Statistical concepts like spaces of probability distributions, "metrics" like Fisher information or relative entropy, and convergence with respect to these quantities are needed in my research problems. I need to come up to speed on these tools quickly, but can't find any standard, rigorous treatment of them.
Can anyone share good references on this and the needed prerequisite knowledge?
It looks like to even start with this topic you need quite a lot of knowledge in stochastic processes (I am using the two volumes on diffusion by Rodgers as reference), functional analysis (using Folland and Conway), and maybe some differential geometry (using Lee's 3 books).
Edit: This conference paper linked by this question gives a strong argument that studying these things from a geometric perspective is misguided, which rules out information geometry references. But there is still plenty of motivation to study relative entropy and Fisher information.
Information geometry is introduced in Amari's book.

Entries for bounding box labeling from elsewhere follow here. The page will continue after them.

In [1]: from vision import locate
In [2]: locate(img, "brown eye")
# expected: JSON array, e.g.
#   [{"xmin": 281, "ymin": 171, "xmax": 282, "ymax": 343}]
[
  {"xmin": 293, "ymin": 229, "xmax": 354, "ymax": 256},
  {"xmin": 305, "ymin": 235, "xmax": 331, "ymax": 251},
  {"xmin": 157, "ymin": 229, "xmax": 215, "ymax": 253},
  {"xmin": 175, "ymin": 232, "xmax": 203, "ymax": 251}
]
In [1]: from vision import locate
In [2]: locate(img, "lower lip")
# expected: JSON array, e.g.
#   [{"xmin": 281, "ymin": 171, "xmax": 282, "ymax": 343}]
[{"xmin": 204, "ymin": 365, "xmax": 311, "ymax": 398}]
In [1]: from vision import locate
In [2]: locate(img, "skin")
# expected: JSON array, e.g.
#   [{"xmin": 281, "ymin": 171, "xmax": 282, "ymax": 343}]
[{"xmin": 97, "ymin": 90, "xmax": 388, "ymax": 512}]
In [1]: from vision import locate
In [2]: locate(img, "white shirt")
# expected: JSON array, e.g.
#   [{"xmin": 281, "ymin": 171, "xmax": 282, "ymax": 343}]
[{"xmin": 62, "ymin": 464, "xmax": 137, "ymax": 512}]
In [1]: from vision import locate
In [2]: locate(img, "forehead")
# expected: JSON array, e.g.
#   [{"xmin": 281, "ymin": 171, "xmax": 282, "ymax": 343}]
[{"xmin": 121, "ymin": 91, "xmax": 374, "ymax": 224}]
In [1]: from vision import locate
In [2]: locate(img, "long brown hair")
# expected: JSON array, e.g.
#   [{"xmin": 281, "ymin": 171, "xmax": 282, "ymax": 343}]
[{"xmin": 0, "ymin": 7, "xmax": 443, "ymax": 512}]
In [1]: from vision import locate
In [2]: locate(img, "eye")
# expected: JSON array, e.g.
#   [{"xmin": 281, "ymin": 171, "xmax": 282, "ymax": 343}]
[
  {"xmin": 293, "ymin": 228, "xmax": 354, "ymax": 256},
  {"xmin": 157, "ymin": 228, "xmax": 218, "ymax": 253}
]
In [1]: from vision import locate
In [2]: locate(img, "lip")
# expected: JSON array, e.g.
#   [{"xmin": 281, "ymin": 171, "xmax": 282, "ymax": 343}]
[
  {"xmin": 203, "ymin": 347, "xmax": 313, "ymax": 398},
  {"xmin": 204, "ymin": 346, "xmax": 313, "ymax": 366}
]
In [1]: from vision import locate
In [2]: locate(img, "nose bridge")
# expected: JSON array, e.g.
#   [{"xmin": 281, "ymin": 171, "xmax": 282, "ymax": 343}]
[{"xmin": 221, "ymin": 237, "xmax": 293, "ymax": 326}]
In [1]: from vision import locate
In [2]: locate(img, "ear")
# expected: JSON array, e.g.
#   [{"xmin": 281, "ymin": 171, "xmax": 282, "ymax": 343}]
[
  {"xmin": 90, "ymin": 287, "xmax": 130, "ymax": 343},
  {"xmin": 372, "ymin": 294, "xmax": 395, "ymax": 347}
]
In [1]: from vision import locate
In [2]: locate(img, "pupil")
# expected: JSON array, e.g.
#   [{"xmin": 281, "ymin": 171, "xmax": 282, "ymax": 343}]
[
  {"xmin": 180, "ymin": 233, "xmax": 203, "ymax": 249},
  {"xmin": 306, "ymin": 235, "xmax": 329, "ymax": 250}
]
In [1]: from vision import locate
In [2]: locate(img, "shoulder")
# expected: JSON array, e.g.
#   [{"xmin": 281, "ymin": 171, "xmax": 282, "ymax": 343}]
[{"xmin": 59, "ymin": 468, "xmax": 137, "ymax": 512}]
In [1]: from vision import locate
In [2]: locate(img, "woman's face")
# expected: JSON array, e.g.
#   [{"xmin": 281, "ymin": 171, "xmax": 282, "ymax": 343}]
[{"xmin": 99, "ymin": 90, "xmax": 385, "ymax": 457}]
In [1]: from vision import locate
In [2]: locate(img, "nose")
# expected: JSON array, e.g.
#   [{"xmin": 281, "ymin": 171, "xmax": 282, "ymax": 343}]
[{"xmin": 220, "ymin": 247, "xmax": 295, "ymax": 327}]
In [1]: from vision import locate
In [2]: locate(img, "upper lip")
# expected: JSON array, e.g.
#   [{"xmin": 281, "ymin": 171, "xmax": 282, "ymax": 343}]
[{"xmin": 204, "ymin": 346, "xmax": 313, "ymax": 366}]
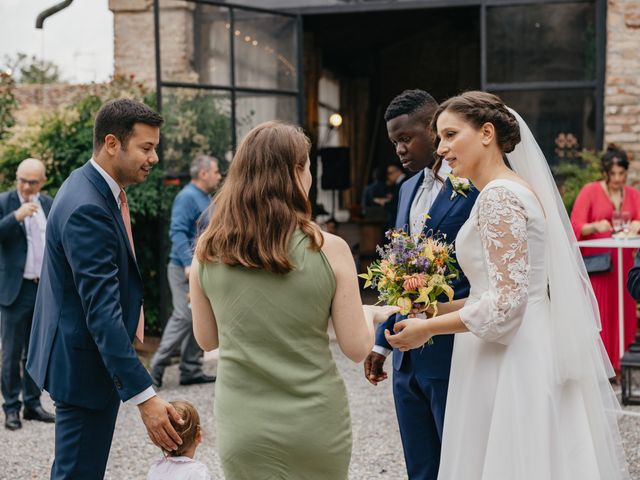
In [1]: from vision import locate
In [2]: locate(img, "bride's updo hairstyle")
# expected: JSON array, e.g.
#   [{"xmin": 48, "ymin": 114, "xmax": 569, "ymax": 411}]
[
  {"xmin": 431, "ymin": 90, "xmax": 520, "ymax": 172},
  {"xmin": 195, "ymin": 121, "xmax": 323, "ymax": 273}
]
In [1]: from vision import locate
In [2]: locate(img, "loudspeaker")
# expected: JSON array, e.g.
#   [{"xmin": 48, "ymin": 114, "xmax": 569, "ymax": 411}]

A concise treatment of the relation between information theory and statistics can be found in "Information Theory and Statistics : A Tutorial by Csiszar and Shields. Particularly section 3 and 4 are dedicated to information geometry. They are credible researchers on this topic.
There is this chapter of Cover-Thomas book on information theory, targeting mostly engineers.
However, spaces of probability distributions are discussed in many classic books of Probability, particularly where the notion of convergence in distribution is discussed. Billingsley's "Convergence of Probability Measures" is a classic here.